Nanowire electronics recently developed by researchers at Stanford can bend to accommodate almost any shape and can be used on virtually any material. The electronics can attach to a surface and be released from it repeatedly without any damage. The researchers tested the nanowire electronics on a variety of materials including paper, textiles, plastics, glass, aluminum foil, and latex gloves. Potential applications of the circuitry include ultrasensitive biosensors that can be attached to organs like the heart and brain, flexible computer displays, and wearable electronics.
When developing the electronics, the researchers used a polymer layer 15 times thinner than plastic wrap to insulate and support the electronics mechanically. The polymer’s high level of flexibility enables it to conform to the shape of any object, explains Xiaolin Zheng, an engineering professor at Stanford who oversaw the research.
From the press release:
[What] really makes the devices so flexible, what allows the devices to bend with the flexible substrate, is the short length of the nanowires used to fabricate the circuitry.

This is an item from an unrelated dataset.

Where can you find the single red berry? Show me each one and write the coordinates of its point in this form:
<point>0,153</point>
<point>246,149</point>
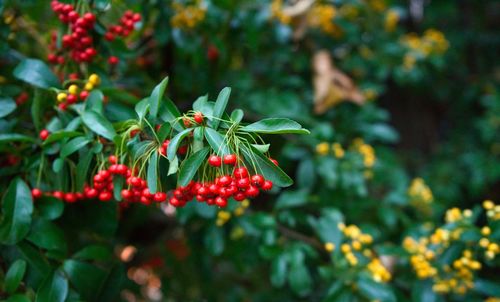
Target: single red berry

“The length of these nanowires is only a couple thousandths of a millimeter long,” Zheng said. “Compared to the curvature of the objects we’re attaching them to, that is really short, so there is very little strain on the nanowires.”
The devices can also easily be applied to a surface, removed and applied again to another surface, repeatedly, without degrading the circuitry.
Some of the major applications of the process that Zheng foresees will be in the area of biological research. Nanowire devices could be attached directly to heart or brain tissues to measure the electrical signals from those tissues.
“Researchers could measure heart arrhythmias or how a neuron fires,” she said. “Those signals are electrical, but to measure them you need a very conformable, very thin coating that allows the signals to propagate across the substrate.”
The transfer process could also be used in developing high-efficiency flexible solar cells and would likely have uses in robotics, as well.
“The possibilities are really unlimited,” Zheng said.